I need to get someone a decent dumb phone. They do not need and cannot be trusted with a data connection.

The phone _not_ having wifi either is a bonus in my opinion.

A decent camera is allowed.

Can you even get SIMS without data these days?

Fuck sake.


----------



## skyscraper101 (Aug 10, 2016)

The Nokia 105 has no camera but would do the trick. Doesn't do data. Just calls and texts. Has a torch and FM radio too.

https://www.amazon.co.uk/Nokia-105-...1_1?s=telephone&ie=UTF8&qid=1470832443&sr=1-1


----------



## skyscraper101 (Aug 10, 2016)

The Nokia 108 is ever so slightly more, and has a camera at £22.95. Doesn't look like it does data either.
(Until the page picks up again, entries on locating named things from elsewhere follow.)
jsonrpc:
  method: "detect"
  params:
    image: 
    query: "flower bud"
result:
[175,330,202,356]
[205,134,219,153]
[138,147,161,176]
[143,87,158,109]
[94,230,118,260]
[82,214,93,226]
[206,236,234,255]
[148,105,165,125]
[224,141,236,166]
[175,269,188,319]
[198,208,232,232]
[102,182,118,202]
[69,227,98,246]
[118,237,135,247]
https://www.amazon.co.uk/Nokia-108-...UTF8&qid=1470832808&sr=1-2&keywords=nokia+108


----------



## klang (Aug 10, 2016)

fwiw, I have this one. Doesn't do anything, but has an alarm and can store 100 texts. Fell in the bath a few times and still goes strongly. Cost me about a tenner.


----------



## keybored (Aug 10, 2016)

Nokia 3310s go on ebay for around a tenner. Own a classic!


----------



## whackbangdeadly (Aug 10, 2016)

cheers all

my other option is taking control of the phone and installing some sort of *parental control software (iOS)*
anyone any experience of this?  main issue is that the phone is currently set up, obviously, with the person's own Apple account etc


----------



## mauvais (Aug 10, 2016)

Are you going to be the bill payer?

If so, just get the operator to disable data services. Then any phone will do, except for the Wi-Fi bit.


----------



## Sirena (Aug 10, 2016)

skyscraper101 said:


> The Nokia 105 has no camera but would do the trick. Doesn't do data. Just calls and texts. Has a torch and FM radio too.
> 
> https://www.amazon.co.uk/Nokia-105-...1_1?s=telephone&ie=UTF8&qid=1470832443&sr=1-1


I've got one of those!

No wifi, no camera.  Nothing but a torch!


----------



## keybored (Aug 10, 2016)

mauvais said:


> If so, just get the operator to disable data services.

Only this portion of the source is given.